Two new French ships will join the EU’s Aspides mission, bringing to five the number of warships taking part, the diplomat told AFP.

• Gulf states vowed to defend themselves against Iranian attacks, including by “responding to the aggression” if need be, after the Gulf Cooperation Council convened via video-link to formulate a unified response.

• Top US officials including Secretary of State Marco Rubio will make the case Tuesday to Congress for the attack on Iran. Rubio, Defense Secretary Pete Hegseth, CIA Director John Ratcliffe and military chief General Dan Caine “will brief the full membership of both chambers of Congress,” White House spokesman Dylan Johnson said.

 

• Container shipping company Maersk said it was halting passage through the Suez Canal and the Strait of Hormuz for “safety” reasons.
The Danish group was the latest of several shipping groups to make similar announcements after Iran’s Revolutionary Guards declared the strait closed on Saturday.
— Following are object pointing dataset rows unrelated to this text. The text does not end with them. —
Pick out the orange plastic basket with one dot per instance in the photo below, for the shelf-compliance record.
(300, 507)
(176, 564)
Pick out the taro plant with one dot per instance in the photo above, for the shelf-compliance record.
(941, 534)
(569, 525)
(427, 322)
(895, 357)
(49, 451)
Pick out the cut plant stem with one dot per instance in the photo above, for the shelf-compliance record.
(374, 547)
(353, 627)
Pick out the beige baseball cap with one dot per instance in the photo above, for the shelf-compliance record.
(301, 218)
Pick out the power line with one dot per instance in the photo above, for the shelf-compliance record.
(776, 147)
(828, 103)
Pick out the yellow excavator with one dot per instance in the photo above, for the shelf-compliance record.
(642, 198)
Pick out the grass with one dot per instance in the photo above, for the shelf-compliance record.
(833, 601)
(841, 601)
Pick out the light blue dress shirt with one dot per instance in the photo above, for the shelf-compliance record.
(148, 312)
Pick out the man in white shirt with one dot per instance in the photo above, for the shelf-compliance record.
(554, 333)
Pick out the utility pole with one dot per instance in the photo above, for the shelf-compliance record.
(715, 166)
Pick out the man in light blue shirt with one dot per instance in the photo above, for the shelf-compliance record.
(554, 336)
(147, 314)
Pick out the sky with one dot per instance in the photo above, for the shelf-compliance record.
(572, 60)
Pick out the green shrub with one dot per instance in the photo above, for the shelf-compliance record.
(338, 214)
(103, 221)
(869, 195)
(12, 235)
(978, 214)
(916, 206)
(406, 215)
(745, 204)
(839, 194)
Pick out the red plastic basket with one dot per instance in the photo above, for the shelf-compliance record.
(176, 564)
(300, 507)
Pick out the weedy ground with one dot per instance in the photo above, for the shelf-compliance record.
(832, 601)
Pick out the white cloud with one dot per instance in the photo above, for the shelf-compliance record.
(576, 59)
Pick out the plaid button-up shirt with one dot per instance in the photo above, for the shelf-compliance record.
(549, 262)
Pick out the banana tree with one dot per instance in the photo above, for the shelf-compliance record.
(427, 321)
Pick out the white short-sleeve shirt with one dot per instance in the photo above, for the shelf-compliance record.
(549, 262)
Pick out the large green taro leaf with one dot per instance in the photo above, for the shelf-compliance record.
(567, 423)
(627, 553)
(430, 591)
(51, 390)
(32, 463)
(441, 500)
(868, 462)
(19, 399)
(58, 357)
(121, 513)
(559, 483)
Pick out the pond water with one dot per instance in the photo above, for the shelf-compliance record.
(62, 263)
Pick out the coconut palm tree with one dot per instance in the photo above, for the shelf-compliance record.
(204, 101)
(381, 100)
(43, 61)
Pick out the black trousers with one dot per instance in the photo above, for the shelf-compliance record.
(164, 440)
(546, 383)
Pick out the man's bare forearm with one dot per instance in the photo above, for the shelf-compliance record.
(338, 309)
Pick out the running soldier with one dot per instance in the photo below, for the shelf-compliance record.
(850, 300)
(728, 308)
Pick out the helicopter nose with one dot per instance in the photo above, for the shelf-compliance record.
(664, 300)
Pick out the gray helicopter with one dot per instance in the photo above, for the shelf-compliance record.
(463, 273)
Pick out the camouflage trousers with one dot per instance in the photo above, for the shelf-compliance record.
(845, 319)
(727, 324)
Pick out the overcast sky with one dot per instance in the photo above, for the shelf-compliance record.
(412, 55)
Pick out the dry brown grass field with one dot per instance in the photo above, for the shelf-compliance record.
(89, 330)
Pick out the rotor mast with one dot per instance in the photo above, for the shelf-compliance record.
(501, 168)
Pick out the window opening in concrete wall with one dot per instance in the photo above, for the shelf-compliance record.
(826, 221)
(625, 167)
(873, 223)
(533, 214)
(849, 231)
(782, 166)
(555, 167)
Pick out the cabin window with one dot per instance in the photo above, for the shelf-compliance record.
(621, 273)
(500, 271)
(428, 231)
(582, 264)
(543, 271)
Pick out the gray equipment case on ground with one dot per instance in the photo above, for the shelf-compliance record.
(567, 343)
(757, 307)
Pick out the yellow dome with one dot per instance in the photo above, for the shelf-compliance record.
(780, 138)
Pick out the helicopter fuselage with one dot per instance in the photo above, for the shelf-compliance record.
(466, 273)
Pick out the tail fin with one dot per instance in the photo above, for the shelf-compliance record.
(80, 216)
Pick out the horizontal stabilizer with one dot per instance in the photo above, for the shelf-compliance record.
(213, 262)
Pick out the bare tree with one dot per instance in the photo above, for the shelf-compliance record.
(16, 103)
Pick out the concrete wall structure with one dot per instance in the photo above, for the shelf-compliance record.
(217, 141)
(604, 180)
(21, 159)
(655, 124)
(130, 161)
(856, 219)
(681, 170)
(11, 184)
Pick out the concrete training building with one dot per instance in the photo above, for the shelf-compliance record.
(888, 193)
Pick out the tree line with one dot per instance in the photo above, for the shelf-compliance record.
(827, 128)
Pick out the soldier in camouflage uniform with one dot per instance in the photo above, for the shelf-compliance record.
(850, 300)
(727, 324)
• Seven people were injured in the Jerusalem area following the latest salvo of missiles fired from Iran, Israeli firefighters said.

• British Prime Minister Keir Starmer said he had agreed to let the United States use UK bases to fire “defensive” strikes aimed at destroying Iranian missiles and their launchers. But in a video address posted to social media, he added: “We were not involved in the initial strikes on Iran and we will not join offensive action now.

• Iranian media reported that a police station in a city on the outskirts of Tehran had been hit, killing an unspecified number of people, with others reportedly trapped under debris. “According to initial reports, a number of citizens were martyred and some were trapped under the rubble,” the Tasnim news agency reported.

• Iranian news agency ISNA reported that Gandhi hospital in northern Tehran had been targeted by strikes. The Fars and Mizan agencies published a video, presented as being from inside the facility, showing debris on the floor among wheelchairs.